Both the I-Pace and Escape PHEV have child safety locks to prevent children from opening the rear doors. The I-Pace has power child safety locks, allowing the driver to activate and deactivate them from the driver's seat and to know when they're engaged. The Escape PHEV’s child locks have to be individually engaged at each rear door with a manual switch. The driver can’t know the status of the locks without opening the doors and checking them.
The I-Pace’s standard pretensioning seatbelts also sense rear collisions and remove slack from the seatbelts to help protect the occupants from whiplash and other injuries. The Escape PHEV doesn’t offer a whiplash protection system.
The I-Pace has all-wheel drive to maximize traction under poor conditions, especially in ice and snow. The Escape PHEV doesn’t offer all-wheel drive.

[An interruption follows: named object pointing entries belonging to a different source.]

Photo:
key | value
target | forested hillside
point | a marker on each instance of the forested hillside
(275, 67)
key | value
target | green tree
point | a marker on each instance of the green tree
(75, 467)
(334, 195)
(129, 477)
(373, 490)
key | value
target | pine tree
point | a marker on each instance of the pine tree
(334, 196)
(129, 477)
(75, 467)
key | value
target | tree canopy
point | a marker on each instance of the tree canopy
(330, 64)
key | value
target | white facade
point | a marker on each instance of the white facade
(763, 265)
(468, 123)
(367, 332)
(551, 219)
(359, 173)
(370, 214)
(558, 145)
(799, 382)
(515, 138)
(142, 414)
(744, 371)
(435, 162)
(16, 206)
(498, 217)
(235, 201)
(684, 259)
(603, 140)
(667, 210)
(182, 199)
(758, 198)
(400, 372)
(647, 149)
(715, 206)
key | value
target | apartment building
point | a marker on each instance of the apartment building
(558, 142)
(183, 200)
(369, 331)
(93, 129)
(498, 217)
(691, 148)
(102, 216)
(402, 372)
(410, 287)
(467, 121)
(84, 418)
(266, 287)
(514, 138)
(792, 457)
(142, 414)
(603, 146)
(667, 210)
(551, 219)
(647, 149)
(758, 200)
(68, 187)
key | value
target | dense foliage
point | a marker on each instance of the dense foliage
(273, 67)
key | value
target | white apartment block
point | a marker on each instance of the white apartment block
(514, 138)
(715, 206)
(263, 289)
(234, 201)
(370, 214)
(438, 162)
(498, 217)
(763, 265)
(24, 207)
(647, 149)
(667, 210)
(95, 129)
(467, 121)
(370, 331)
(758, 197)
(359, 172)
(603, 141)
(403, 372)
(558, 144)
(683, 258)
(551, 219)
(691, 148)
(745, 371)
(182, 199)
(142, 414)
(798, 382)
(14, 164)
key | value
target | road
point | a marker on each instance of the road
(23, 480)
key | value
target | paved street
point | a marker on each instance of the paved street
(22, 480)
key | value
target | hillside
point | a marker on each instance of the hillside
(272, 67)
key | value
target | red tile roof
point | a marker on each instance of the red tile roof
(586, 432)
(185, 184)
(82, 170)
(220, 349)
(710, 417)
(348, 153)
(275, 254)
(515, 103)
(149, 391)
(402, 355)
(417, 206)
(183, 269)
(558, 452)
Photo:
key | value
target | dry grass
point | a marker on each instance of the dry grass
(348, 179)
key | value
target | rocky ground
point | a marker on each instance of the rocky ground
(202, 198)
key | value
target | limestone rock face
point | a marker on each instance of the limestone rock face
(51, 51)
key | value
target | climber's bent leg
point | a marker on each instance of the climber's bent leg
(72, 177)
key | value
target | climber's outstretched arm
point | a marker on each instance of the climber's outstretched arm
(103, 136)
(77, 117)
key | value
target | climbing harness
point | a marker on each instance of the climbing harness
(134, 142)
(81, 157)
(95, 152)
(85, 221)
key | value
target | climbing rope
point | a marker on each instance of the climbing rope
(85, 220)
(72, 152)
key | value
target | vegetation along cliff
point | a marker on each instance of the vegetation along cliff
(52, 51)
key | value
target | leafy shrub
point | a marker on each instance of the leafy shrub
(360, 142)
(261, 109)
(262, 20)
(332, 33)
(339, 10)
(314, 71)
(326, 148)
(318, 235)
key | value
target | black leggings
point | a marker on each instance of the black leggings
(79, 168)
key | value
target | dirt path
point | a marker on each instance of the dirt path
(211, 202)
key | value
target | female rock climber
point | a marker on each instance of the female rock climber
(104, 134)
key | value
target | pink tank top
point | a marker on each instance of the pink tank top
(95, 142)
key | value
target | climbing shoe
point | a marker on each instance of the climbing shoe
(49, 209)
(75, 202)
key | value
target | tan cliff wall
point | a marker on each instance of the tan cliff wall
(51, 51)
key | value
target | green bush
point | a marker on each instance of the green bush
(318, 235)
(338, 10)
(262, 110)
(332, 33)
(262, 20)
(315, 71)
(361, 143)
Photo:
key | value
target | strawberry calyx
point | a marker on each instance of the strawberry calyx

Both the I-Pace and the Escape PHEV have standard driver and passenger frontal airbags, front side-impact airbags, side-impact head airbags, front and rear seatbelt pretensioners, four-wheel antilock brakes, traction control, electronic stability systems to prevent skidding, crash mitigating brakes, daytime running lights, lane departure warning systems, blind spot warning systems, rearview cameras, rear cross-path warning, driver alert monitors and available around view monitors.
The Jaguar I-Pace weighs 914 pounds more than the Ford Escape PHEV. The NHTSA advises that heavier vehicles are much safer in collisions than their significantly lighter counterparts.